Francis Fukuyama, the noted author of a major book on trust and economic well being, argued that “spontaneous sociability” underpinned the success of modern economies.” Recent multi-national studies on trust and economic well being have born out Fukuyama’s insights. They have shown that high trust societies have significantly lower incidents of crime and greater economic prosperity. Yet as long as trust is treated as a moral virtue, or as a cultural intangible, it will still be difficult, if not impossible to shape through policy. But if trust were something that Science can understand, and technologies can enhance, then it becomes a different ballgame altogether. Then trust can be approached as a malleable human artifact, which like health, longevity or income equity can be quantified and directly affected by technological and policy interventions.
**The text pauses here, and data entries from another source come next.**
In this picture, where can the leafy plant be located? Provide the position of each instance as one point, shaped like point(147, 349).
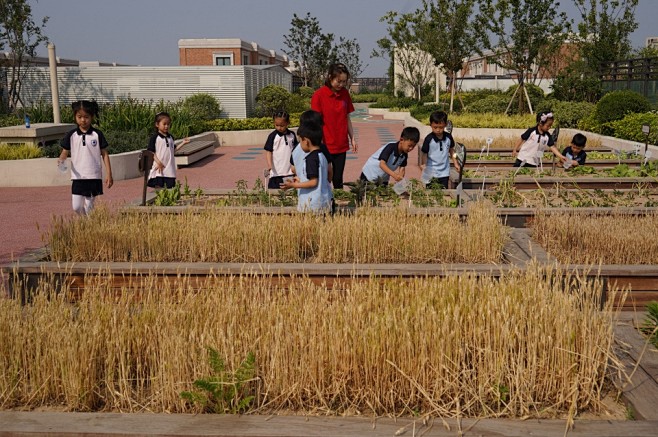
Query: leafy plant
point(224, 392)
point(202, 106)
point(168, 196)
point(19, 151)
point(650, 325)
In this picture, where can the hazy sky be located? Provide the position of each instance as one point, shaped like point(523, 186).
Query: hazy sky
point(146, 32)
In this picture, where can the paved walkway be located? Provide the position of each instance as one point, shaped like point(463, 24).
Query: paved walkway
point(26, 213)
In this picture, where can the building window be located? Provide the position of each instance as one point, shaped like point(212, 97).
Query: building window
point(223, 59)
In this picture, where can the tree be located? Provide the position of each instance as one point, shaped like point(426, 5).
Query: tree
point(311, 50)
point(348, 52)
point(448, 34)
point(525, 31)
point(403, 47)
point(22, 36)
point(604, 31)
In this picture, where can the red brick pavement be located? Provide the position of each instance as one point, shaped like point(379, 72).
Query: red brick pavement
point(26, 213)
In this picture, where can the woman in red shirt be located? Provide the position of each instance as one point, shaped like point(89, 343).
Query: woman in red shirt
point(333, 101)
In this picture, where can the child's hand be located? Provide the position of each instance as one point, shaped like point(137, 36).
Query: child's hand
point(289, 183)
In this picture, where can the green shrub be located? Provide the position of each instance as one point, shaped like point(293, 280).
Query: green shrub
point(202, 106)
point(386, 101)
point(305, 92)
point(616, 104)
point(491, 103)
point(630, 127)
point(10, 120)
point(496, 121)
point(19, 151)
point(235, 124)
point(366, 97)
point(567, 114)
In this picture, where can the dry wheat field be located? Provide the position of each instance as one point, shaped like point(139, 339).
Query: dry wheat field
point(581, 238)
point(527, 344)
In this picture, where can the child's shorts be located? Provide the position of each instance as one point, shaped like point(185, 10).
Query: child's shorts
point(439, 181)
point(87, 187)
point(162, 182)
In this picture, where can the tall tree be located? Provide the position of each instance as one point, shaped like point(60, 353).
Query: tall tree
point(310, 50)
point(448, 34)
point(348, 51)
point(22, 36)
point(604, 30)
point(403, 46)
point(520, 33)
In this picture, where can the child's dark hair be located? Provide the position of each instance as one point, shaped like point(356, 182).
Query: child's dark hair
point(160, 115)
point(579, 140)
point(311, 117)
point(312, 132)
point(438, 117)
point(543, 117)
point(281, 114)
point(410, 133)
point(336, 70)
point(89, 106)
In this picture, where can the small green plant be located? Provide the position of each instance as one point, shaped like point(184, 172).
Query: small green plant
point(650, 325)
point(224, 392)
point(168, 196)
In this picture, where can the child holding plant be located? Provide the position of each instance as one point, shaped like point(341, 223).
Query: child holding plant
point(161, 143)
point(534, 142)
point(575, 153)
point(312, 180)
point(88, 148)
point(278, 150)
point(437, 151)
point(390, 160)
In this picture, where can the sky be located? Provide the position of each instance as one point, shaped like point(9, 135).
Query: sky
point(146, 32)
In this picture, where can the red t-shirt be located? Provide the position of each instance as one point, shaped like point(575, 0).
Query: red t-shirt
point(335, 108)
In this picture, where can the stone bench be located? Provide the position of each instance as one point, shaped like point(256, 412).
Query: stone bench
point(194, 151)
point(35, 134)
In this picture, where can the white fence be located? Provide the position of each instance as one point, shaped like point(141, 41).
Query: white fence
point(236, 87)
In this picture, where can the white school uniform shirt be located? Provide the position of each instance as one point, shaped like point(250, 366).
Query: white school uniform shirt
point(85, 148)
point(164, 148)
point(535, 142)
point(281, 145)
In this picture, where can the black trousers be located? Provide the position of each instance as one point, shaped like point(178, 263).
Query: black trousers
point(338, 161)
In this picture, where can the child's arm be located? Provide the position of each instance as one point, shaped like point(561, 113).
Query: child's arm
point(517, 147)
point(388, 171)
point(557, 153)
point(453, 157)
point(296, 183)
point(268, 158)
point(62, 156)
point(108, 168)
point(181, 144)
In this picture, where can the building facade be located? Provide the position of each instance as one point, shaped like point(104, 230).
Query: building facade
point(225, 52)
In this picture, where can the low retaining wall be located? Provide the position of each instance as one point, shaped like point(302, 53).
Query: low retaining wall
point(43, 172)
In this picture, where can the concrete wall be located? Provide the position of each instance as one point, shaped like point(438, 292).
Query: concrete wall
point(43, 172)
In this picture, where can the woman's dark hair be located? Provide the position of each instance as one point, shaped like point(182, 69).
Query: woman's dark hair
point(336, 70)
point(282, 114)
point(89, 106)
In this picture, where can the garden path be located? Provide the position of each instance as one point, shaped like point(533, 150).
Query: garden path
point(26, 213)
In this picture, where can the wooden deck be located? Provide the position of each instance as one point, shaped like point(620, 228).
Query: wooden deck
point(179, 425)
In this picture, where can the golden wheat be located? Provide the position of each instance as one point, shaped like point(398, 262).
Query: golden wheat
point(579, 238)
point(518, 346)
point(370, 236)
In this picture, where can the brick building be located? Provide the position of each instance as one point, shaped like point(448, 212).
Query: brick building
point(226, 51)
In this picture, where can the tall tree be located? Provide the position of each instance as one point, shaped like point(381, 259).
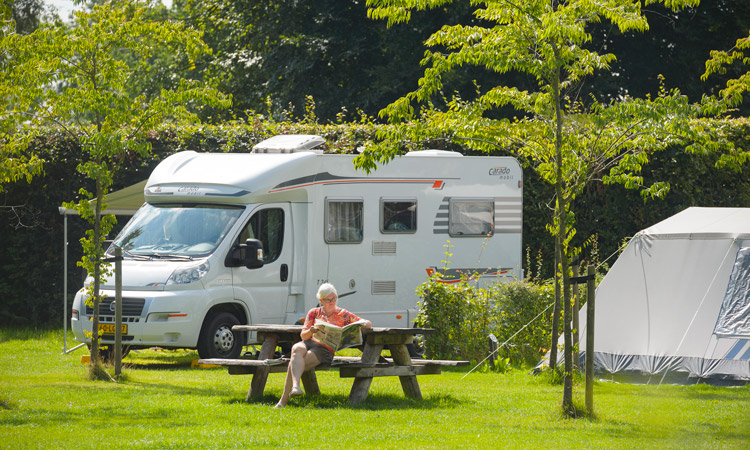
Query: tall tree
point(273, 55)
point(76, 79)
point(569, 139)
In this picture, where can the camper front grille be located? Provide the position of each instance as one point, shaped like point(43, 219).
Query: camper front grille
point(132, 307)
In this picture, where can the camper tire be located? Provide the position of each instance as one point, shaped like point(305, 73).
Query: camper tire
point(416, 348)
point(217, 340)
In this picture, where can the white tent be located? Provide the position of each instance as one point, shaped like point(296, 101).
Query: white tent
point(677, 301)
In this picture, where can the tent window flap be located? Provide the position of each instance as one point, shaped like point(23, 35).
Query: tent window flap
point(734, 317)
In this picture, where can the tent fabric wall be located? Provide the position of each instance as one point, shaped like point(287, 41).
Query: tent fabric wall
point(657, 308)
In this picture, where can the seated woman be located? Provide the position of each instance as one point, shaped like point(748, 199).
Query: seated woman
point(307, 354)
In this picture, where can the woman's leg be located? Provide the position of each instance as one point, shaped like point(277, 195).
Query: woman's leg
point(301, 360)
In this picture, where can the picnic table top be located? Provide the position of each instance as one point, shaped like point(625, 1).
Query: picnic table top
point(271, 328)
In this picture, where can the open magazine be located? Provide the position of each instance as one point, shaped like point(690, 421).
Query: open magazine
point(337, 337)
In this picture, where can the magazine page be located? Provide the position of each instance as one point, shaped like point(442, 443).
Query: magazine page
point(336, 337)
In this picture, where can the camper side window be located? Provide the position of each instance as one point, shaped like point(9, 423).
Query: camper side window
point(471, 217)
point(344, 221)
point(266, 225)
point(398, 216)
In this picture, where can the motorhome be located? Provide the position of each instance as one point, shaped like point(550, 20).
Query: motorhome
point(227, 238)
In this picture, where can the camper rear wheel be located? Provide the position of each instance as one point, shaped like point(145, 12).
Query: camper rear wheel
point(416, 348)
point(217, 340)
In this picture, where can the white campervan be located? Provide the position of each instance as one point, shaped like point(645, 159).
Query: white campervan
point(227, 238)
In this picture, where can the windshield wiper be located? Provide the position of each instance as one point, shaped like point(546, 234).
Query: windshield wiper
point(170, 256)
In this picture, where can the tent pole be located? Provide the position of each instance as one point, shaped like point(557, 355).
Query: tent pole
point(65, 281)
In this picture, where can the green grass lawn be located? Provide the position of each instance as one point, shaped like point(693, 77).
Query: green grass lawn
point(46, 401)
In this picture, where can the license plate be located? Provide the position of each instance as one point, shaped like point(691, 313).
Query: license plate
point(109, 328)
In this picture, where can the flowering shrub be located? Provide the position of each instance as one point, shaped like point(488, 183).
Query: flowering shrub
point(464, 314)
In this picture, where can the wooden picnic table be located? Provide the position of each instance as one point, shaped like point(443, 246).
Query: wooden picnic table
point(363, 369)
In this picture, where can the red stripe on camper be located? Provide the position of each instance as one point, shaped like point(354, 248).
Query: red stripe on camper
point(436, 184)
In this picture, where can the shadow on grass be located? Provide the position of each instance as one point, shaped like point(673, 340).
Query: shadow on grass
point(374, 402)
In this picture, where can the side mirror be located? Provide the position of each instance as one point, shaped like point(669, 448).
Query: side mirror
point(253, 253)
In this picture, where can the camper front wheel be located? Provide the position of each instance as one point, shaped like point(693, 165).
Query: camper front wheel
point(217, 340)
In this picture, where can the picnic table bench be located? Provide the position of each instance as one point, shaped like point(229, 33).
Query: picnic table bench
point(363, 369)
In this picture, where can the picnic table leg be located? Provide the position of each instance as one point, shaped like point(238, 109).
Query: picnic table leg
point(361, 386)
point(409, 383)
point(258, 385)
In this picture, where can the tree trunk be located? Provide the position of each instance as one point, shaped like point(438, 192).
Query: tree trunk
point(94, 362)
point(562, 231)
point(555, 336)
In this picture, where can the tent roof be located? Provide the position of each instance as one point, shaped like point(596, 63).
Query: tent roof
point(124, 202)
point(704, 223)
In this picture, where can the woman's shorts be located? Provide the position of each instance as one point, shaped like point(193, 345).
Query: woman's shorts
point(324, 355)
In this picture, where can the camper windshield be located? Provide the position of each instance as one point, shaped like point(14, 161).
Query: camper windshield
point(176, 230)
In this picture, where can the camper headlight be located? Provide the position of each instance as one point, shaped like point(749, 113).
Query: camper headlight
point(189, 274)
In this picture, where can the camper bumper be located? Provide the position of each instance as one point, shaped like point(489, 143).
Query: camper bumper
point(168, 319)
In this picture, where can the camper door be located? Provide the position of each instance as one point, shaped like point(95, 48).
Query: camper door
point(266, 289)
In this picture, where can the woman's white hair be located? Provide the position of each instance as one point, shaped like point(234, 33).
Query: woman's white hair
point(325, 290)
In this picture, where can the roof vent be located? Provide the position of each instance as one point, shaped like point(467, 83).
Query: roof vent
point(289, 143)
point(432, 152)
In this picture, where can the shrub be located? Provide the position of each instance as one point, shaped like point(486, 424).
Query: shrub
point(463, 315)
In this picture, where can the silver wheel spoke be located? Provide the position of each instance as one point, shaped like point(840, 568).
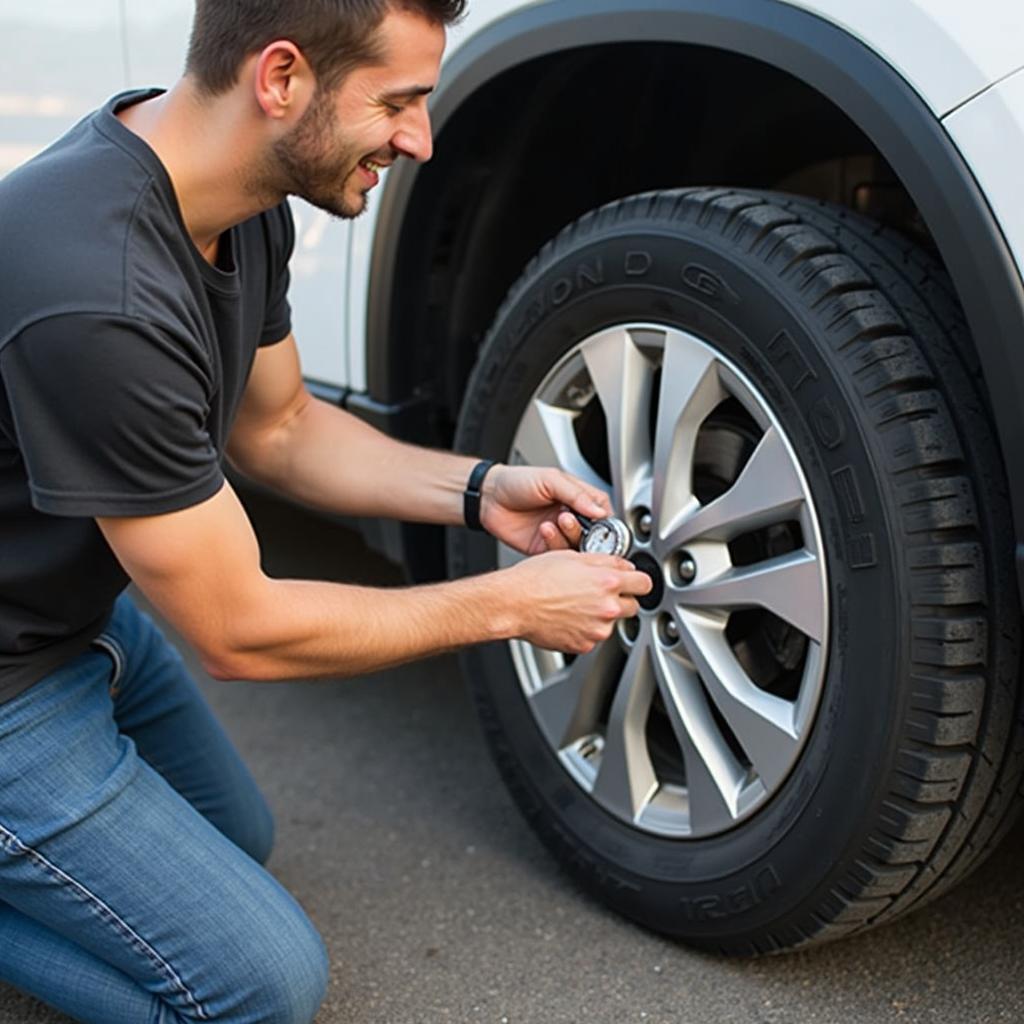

As the sciences of trust begin to reveal the role and dimension of trust in social organization, the public policy and education challenge becomes how to translate this often esoteric knowledge into actionable public discourse. The first task is educational, to bring these findings to the attention of those in government, business, the non profit sector and academia and derive the implications of these findings for these different constituencies. It is our view that the implications of the science and technologies of trust will be so far reaching as to entail a rethinking of many of the key premises and approaches to public policy; in effect, bringing to an end the anecdotal thinking of the Enlightenment and ushering in a more rigorous scientific understanding that will have political and institutional implications for generations to come. Rather than pitting “free markets” against the “heavy hand” of top down government regulation, a trust approach offers a third alternative, one that creates a “context of trust” whereby conditions of transparency, mutuality and accountability trigger innate self-organizing social exchange processes that in turn catalyze Fukuyama’s spontaneous sociability.


How is it that in communities whose standard of living is below the poverty line, doors are unlocked, crime rates are low and the rates of civic participation are disproportionately high? Nothing in the water, their diet, or gene pool can account for the difference. It has nothing to do with financial incentives or rewards; there are none. Indeed they are considered insulting. But it has a great deal to do with transparency; everyone knows what the other is doing. And there is a shared identification, a recognition of interdependence, and mutual accountability. These same qualities are what are credited for the success of eBay and other open platforms of collaboration and public trust.

Similarly, in combat situations how is that young men that barely know each other will so willingly risk their lives for one another? No auction price or pricing mechanism could entice someone to attack a machine gun nest. Something else is at work; a complex interplay of what the highly respected writer on genomics and the evolution of cooperation, Matt Ridley, calls the interplay of nature and nurture.

Today, however, something very significant and unprecedented has occurred. Biological and digital technologies have blurred the lines between nature and nurture, and in doing so have initiated an new evolutionary epoch, called the Anthropocene, a geologic period, where human activity is the dominant force shaping the global ecology and evolutionary outcomes. The challenge is enormous and immediate, creating both exciting and harrowing prospects for new forms of human organization.